In this work, we are interested in studying the causal effect of an endogenous binary treatment on a dependently censored duration outcome. By dependent censoring, it is meant that the duration time ($T$) and right censoring time ($C$) are not statistically independent of each other, even after conditioning on the measured covariates. The endogeneity issue is handled by making use of a binary instrumental variable for the treatment. To deal with the dependent censoring problem, it is assumed that on the stratum of compliers: (i) $T$ follows a semiparametric proportional hazards model; (ii) $C$ follows a fully parametric model; and (iii) the relation between $T$ and $C$ is modeled by a parametric copula, such that the association parameter can be left unspecified.
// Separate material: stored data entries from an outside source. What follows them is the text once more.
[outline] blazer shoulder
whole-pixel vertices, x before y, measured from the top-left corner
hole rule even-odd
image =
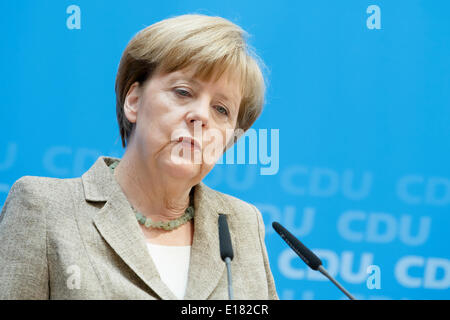
[[[9,205],[27,209],[43,209],[50,206],[67,206],[67,200],[75,191],[74,185],[81,184],[80,178],[59,179],[39,176],[23,176],[16,180],[9,190],[3,210]]]
[[[67,200],[68,194],[71,193],[70,187],[77,182],[80,183],[77,180],[80,178],[23,176],[14,182],[9,193],[21,193],[24,196],[32,197],[33,200]]]

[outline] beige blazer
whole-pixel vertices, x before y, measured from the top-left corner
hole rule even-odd
[[[115,159],[99,157],[78,178],[14,183],[0,216],[0,299],[176,299],[108,168]],[[194,207],[185,299],[228,299],[219,213],[234,247],[235,299],[278,299],[258,209],[203,182]]]

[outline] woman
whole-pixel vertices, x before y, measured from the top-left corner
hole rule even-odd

In this framework, the treatment effect of interest is the complier causal hazard ratio (CCHR). We devise an estimation procedure that is based on a weighted maximum likelihood approach, where the weights are the probabilities of an observation coming from a complier. The weights are estimated non-parametrically in a first stage, followed by the estimation of the CCHR. Novel conditions under which the model is identifiable are given, a two-step estimation procedure is proposed and some important asymptotic properties are established. Simulations are used to assess the validity and finite-sample performance of the estimation procedure. Finally, we apply the approach to estimate the CCHR of both job training programs on unemployment duration and periodic screening examinations on time until death from breast cancer. The data come from the National Job Training Partnership Act study and the Health Insurance Plan of Greater New York experiment respectively.